Kelliher, meanwhile, proposed raising the minimum wage to $7.65 for employers with annual sales of more than $625,000. The minimum wage would rise to $6.75 for smaller employers.

At $6.15 per hour, Minnesota has the nation's 44th-lowest minimum wage, lower than all neighboring states and even Arkansas.

"As a working mom with two kids in public schools, I know how hard it is to save the money to give my kids the opportunity to succeed," Kelliher said Friday. "In these difficult times we shouldn't be cutting wages for middle-class families."

On Thursday, Emmer surprised supporters and some Republican strategists when he announced a town hall meeting with people in the hospitality industry for 3 p.m. next Wednesday at the Ol' Mexico restaurant in Roseville. The meeting could be testy, as critics are planning to jam the event.

Several Republicans said they wish Emmer would drop the issue, which they fear can be a cancerous topic for candidates trying to soothe recession-battered voters. The town hall meeting, they said, keeps the issue before voters another week.

Even fans of Emmer's Facebook page expressed concern. One wrote: "Votes are being lost over this issue. Is this really worth handing this office to the Dems so easily?"

A 'robust' dialogue

Campaign spokesman Bill Walsh offered a positive take, saying the issue has generated "robust" dialogue.

Walsh said Emmer didn't wake up that day planning to talk about the "tip credit," but it came out when a reporter asked about it. "We are not going to script every moment of this campaign," he said. "The tip credit gets a little off message, but it's tangentially related to jobs," a central theme of Emmer's campaign.

On Wednesday, Republican House Minority Leader Kurt Zellers sent a letter to GOP members with talking points on the "tip credit" issue. "When talking about tip credit, keep in mind the issue is not one that plays well with the general public, as they are sympathetic to restaurant servers," he wrote.
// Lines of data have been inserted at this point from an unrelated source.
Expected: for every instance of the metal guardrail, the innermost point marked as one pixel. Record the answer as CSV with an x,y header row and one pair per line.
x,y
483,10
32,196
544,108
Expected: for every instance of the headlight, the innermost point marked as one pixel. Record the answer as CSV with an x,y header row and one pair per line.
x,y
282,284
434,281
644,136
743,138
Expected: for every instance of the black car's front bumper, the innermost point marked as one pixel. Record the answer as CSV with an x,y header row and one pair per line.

If voters bring it up, he urged Republicans to talk about "finding a reasonable compromise" on the issue and stressing "the hardship the state places on small businesses."
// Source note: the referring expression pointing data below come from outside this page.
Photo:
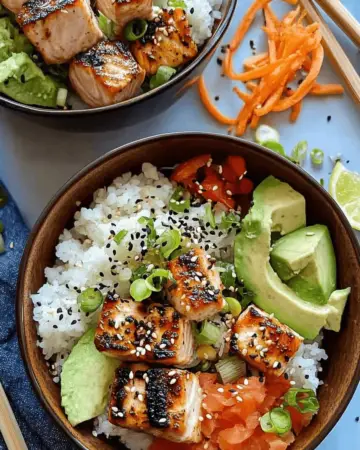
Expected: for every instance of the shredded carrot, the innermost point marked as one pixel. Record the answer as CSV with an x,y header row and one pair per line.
x,y
204,95
247,20
327,89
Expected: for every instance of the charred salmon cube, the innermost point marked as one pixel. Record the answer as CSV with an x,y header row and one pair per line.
x,y
167,42
13,5
121,12
264,342
106,74
196,293
159,401
131,331
59,29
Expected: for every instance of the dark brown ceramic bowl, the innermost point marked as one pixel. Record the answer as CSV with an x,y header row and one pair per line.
x,y
341,374
140,107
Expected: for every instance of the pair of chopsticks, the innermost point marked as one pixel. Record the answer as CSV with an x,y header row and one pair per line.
x,y
350,26
8,425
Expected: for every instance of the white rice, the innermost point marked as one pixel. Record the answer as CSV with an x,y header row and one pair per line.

Kelliher's DFL challengers embraced her call to raise the minimum wage.

"People who work 40 hours a week should be able to support himself or herself and their families and work toward the American dream," said DFL gubernatorial candidate Mark Dayton.

"As DFL House leader in 2005, Matt Entenza got the last minimum-wage increase in Minnesota signed into law despite [Gov.] Tim Pawlenty's threatened veto, and as governor he will work to make sure we see another," said Entenza spokesman Jeremy Drucker. "After five years of neglect, the purchasing power of the minimum wage has declined dramatically, and it is past time it be raised again."

Potential effect uncertain

Minnesota's minimum wage is $6.15 an hour for companies that earn more than $625,000 annually and aren't covered by the federal standard of $7.25 per hour. For smaller companies, the state minimum wage is set at $5.25 an hour.

It's unclear how many Minnesota workers would get a raise under Kelliher's proposal.

A company that makes more than $500,000 a year or operates in more than one state already must pay the federal minimum wage of $7.25.

Last year, when the federal minimum wage was $6.55 an hour, the state estimated that 48,000 Minnesotans made less than that.

While raising the minimum wage can help a worker's bottom line and pump more money into the economy, some economists warn that increasing the base wage can cause businesses to cut staff or delay new hires.

Legislators outside of the gubernatorial skirmish are trying to stay clear of the battle.

State Rep. Paul Torkelson, R- Nelson Township, said he would rather not talk to voters about Emmer's tip credit idea, but Kelliher's plan seems "a bit too far" in the other direction.

"Trying to stay in the middle ground is not easy," he said.